Wrapper class for models for adversarial training to increase fairness.

model is a pretrained model for which the fairness must increase.
input_size controls the expected vector input dimension.
n_groups is the number of unique values of the sensitive feature.
n_hidden is the number of hidden layers in the adversarial network.
layer_width is the number of units in each hidden layer.
activation is the activation function used for the hidden layers of the adversarial network.

Examples:

# input, output, and protected/sensitive feature (e.g. race, gender, etc.)

X = torch.randn(20, 3)
X[:10] = 10 * X[:10]
y = torch.sum(torch.Tensor([[1.0, 0.5, 3.14]]) * X, axis=1, keepdims=True) + 1.41

protected = torch.zeros(20, dtype=torch.long)
protected[:10] = 0
protected[10:] = 1

# define and pretrain model

model = Model()
model.fit(X, y)

# wrap pretrained model in FairModel adversary and train

fm = FairModel(model, output_size=1, n_groups=2, n_hidden=1, layer_width=10)
fm.fit(X, y, protected, 0.5, steps=1000)

model_predictions, adversary_predictions = fm(X)
m = nn.Softmax(dim=1)
adversary_predictions = m(adversary_predictions)

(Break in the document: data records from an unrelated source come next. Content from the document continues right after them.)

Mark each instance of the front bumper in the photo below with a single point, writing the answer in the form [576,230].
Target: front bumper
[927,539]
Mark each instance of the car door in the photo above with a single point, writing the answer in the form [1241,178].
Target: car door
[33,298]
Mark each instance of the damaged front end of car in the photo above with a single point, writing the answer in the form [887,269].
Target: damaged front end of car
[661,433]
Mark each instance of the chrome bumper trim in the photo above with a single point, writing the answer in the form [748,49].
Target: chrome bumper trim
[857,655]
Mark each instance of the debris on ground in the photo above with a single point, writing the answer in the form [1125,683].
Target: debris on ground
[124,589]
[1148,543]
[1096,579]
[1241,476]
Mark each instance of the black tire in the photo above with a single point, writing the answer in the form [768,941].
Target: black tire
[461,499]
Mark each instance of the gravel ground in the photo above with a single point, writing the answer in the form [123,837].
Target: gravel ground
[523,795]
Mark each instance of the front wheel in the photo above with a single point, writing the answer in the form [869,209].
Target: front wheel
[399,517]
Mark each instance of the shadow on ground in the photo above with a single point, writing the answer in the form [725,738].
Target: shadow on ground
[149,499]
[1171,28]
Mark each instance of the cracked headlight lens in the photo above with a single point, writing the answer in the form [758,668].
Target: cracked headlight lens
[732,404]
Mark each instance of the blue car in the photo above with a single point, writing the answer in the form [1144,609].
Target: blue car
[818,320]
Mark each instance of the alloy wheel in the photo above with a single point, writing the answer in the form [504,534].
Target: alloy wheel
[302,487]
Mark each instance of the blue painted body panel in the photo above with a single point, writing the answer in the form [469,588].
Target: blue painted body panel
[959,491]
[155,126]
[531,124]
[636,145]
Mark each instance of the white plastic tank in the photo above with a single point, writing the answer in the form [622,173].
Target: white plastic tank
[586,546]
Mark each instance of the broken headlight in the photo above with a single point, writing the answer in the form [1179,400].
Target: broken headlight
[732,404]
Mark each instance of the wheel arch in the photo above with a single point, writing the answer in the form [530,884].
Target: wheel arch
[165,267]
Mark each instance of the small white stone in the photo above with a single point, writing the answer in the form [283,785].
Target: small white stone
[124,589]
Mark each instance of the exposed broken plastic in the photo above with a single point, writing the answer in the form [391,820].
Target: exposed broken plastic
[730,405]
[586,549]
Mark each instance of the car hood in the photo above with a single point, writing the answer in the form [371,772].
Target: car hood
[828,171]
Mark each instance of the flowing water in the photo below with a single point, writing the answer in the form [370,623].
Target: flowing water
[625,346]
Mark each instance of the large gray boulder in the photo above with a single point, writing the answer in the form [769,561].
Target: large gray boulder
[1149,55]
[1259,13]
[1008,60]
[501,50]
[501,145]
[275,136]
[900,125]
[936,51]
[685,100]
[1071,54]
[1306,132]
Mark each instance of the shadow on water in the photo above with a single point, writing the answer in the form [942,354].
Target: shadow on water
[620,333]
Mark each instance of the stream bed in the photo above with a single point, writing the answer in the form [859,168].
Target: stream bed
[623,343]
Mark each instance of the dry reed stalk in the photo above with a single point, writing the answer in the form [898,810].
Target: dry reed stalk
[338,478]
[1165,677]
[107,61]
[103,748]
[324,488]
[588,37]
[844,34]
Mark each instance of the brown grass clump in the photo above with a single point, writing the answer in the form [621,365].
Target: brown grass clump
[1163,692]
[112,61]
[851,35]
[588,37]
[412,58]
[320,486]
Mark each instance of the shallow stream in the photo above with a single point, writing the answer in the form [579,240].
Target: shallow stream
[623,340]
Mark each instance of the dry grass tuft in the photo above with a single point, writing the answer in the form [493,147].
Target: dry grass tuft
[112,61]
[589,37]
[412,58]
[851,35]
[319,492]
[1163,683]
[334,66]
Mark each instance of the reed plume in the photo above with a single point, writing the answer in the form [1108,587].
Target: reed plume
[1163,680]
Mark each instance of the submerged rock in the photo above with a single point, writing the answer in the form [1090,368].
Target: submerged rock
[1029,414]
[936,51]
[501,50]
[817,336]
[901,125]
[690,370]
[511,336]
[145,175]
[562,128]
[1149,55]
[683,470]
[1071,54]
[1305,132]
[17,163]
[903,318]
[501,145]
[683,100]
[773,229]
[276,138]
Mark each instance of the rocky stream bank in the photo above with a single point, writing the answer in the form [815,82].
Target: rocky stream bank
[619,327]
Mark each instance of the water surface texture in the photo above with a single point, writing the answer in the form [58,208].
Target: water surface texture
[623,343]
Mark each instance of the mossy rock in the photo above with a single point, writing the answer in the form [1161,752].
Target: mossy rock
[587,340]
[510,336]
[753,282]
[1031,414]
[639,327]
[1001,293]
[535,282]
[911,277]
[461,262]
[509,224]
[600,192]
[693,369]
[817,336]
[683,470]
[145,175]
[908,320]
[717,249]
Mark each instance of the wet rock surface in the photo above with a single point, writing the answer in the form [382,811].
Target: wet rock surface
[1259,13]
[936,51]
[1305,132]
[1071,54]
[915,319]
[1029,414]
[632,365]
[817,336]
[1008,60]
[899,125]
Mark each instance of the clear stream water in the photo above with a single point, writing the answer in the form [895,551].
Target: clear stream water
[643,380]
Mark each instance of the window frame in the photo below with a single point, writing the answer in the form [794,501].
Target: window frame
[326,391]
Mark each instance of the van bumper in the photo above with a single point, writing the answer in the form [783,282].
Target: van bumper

fit(x, y, groups, eta, model_loss=<class 'nn.MSELoss'>, adversary_loss=<class 'nn.CrossEntropyLoss'>, optimizer=<class 'optim.Adam'>, steps=100, lr=0.001, verbose=True, grapher=None)¶

Pre-trains the adversarial network then simultaneously trains the wrapped model and the adversarial network.

x is the input data
y is the true label
groups is the group/protected/sensitive attribute for each input sample
eta is a weighting constant for adversarial training
model_loss is the loss function used for the non-adversarial model
adversary_loss is the loss function used for the adversarial model
optimizer is the uninitialized optimizer class
steps is the number of steps used for pre-training the adversary and for the model/adversary simultaneous training
lr is the learning rate for the training
verbose True if output during training desired, False otherwise
grapher is a function for graphing if verbose is True

forward(x)¶

Forward pass of x through the model and adversarial network.

x is the input data with shape suitable for model

Returns:	`model_prediction, adversary_prediction`

model_prediction with shape model(x).shape
adversary_prediction as logits